McKinsey: more right than wrong
Administration apologists, from the White House official blog to Paul Krugman (“McKinseyGate”), have all lined up to denounce the McKinsey survey I wrote up here the other day (“Bye-bye employer health insurance”). McKinsey found that a large share of employers who now offer health insurance benefits will drop them once ObamaCare comes into effect in 2014. At first, McKinsey didn’t release the questions or the methodology, prompting reactions like Krugman’s:
It’s hard to escape the conclusion that the study was embarrassingly bad — maybe it was a skewed sample, maybe the questions were leading, maybe there was no real data at all. Whatever [sic].
A few days of criticism of this sort was more than the consulting firm could take, so it released the full survey and the underlying data. Turns out the sample was not skewed, the questions were entirely reasonable and factual, and there’s plenty of data.
At the core of it is this: McKinsey gave the surveyed employers details on what would happen if they dropped coverage—how much it would cost their employees, after government subsidies, to buy insurance on the new exchanges (e.g., $4,437 for a family of four with an income of $55,125), and what it would cost them in penalties for not insuring employees ($2,000 per worker after the first 30 workers). McKinsey presumably did not have to tell employers what their present coverage cost them, but the numbers are stunning. According to the Kaiser Family Foundation, typical coverage costs almost $14,000 a year, with employers paying about $10,000 and employees about $4,000. No wonder a third to half of employers would seriously contemplate dropping coverage—their cost savings would be enormous. And their workers might not have to spend all that much more than they’re contributing today. But their coverage is likely to be a lot crummier than what they’ve got now.
Forbes blogger Avit Roy—who appears to be rather conservative, but also smart and serious—has written some convincing defenses of the McKinsey survey (like“The McKinsey Health Insurance Survey Was Rigorous, After All”). One of his commenters, Heritage Foundation economist Paul Winfree, notes that studies like the Congressional Budget Office’s, which show many fewer employers likely to drop coverage than McKinsey does, are based on extrapolations from minor, year-to-year changes in the cost of health insurance that may not be relevant to an enormous transformation of the sort that ObamaCare represents. This seems like a sound point: a massive institutional change like this is more likely to produce a major rethink than minor twiddling.
Single-payer advocates should be embracing the McKinsey results, not jumping on the Democrats’ apologetics bandwagon.
Mr. Henwood, I do not view the ACA as the best of both worlds, but it seems to me that rollback of the ACA would be much worse – I don’t see what kind of reasonable “center” solution there can be for healthcare between what the Republicans propose now (which seems to be “die”) and a very conservative piece of policy that was the ACA. I also view the ACA as a step in the right direction and a way of “growing” the govt.’s role in healthcare via policy drift, etc. so that we can eventually get healthcare in a form that we would like.
The PPACA forces people to buy insurance from private companies that have failed at cost control. Meanwhile, Democrats are trying to cover their asses by defining health reform down to mere insurance, regardless of what care is actually covered. Fortunately, we can dispense with their moral relativism by applying a simple test for “patient protection” and “affordable care”: does the Rube Goldberg of ObamaCare slash the number of personal bankruptcies that are due to health care being too damn high?

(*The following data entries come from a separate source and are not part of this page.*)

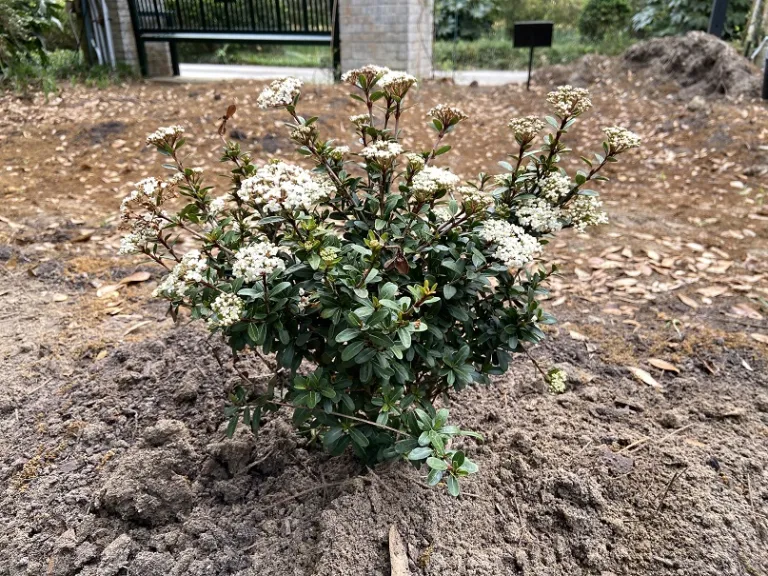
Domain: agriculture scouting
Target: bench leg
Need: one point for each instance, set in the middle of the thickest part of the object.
(175, 59)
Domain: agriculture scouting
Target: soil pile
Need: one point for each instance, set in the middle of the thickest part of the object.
(127, 471)
(700, 63)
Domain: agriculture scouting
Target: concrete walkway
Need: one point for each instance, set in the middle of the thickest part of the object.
(208, 72)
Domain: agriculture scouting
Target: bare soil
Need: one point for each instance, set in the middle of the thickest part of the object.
(113, 454)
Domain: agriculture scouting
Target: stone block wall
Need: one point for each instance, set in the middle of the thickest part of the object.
(158, 53)
(394, 33)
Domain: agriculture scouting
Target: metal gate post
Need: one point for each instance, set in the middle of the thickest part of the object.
(141, 49)
(336, 45)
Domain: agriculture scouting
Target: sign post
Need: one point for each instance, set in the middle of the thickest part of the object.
(531, 35)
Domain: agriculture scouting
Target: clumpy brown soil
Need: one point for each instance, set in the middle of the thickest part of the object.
(113, 454)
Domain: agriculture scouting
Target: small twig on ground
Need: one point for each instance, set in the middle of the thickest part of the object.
(666, 489)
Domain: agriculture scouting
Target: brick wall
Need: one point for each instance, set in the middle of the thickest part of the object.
(394, 33)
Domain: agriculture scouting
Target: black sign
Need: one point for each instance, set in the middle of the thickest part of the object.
(533, 34)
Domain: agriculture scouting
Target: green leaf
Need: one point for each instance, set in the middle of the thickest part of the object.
(347, 334)
(420, 453)
(436, 463)
(352, 350)
(453, 486)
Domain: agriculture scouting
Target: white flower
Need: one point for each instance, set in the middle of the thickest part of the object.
(281, 186)
(513, 246)
(556, 379)
(360, 120)
(217, 205)
(338, 152)
(144, 230)
(167, 135)
(569, 101)
(620, 139)
(539, 215)
(447, 115)
(525, 129)
(369, 72)
(474, 200)
(282, 92)
(382, 152)
(585, 211)
(189, 271)
(431, 180)
(146, 191)
(416, 161)
(397, 83)
(228, 309)
(554, 186)
(256, 260)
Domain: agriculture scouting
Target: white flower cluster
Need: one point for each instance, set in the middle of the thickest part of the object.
(539, 215)
(585, 211)
(146, 191)
(556, 379)
(397, 83)
(167, 135)
(513, 246)
(416, 161)
(569, 101)
(304, 134)
(337, 153)
(526, 129)
(447, 115)
(217, 205)
(474, 200)
(360, 120)
(369, 72)
(144, 230)
(190, 270)
(282, 92)
(281, 186)
(228, 309)
(382, 152)
(256, 260)
(620, 139)
(554, 187)
(431, 180)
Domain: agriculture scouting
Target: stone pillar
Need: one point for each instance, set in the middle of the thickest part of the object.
(124, 41)
(393, 33)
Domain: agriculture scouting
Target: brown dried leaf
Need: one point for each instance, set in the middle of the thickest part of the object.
(109, 290)
(663, 365)
(136, 277)
(644, 377)
(688, 301)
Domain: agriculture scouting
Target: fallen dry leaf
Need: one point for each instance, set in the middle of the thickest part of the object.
(136, 327)
(108, 290)
(712, 291)
(688, 301)
(136, 277)
(398, 557)
(644, 377)
(663, 365)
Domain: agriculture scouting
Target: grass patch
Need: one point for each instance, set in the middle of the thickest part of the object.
(498, 53)
(256, 55)
(61, 66)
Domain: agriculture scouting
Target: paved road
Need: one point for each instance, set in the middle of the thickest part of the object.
(204, 72)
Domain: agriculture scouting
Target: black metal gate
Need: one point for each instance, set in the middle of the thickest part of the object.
(258, 21)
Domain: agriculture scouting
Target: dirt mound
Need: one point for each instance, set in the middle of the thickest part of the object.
(139, 479)
(700, 63)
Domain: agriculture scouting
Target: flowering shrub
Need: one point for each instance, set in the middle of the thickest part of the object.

I agree that McKinsey’s data are as good as any other out there but I’m not so sure that a massive dropping of insurance coverage will hasten single-payer. My guess is that many large and mid-size employers currently utilize commercial health insurance carriers mainly as claims administartors and self-insure. I think what may happen is that the “group” rates in these plans will continue to escalate/accelerate such that high-risk workers (families, pre-existing diseased younger workers, and older workers) will move/be pushed into the Obamacare plan. So employer-based insurance will benefit from “positive selection” and Obamacare will become one big “assigned risk” pool (anyone recall NJs “JUA” of the 1980s?) Or it may be a replay of Oxford’s foray into the NY metro healthcare market that crashed and burned because of incompetence, complexity, and greed. Just working out the reimbursement rates for Obama’s complex system will be one huge admin nightmare. Trying to get a new insurance plan at the state level is incredibly difficult – doing this on some sort of shared federal-state basis is just not going to work. My sense is that any type of high-risk worker will be scared to purchase Obamacare insurance because of uncertainty about coverage, premiums, etc. A monumental train wreck with a gridlocked Congress and House only too eager to watch the Dems screw this up. A bad time in health insurance is a comin!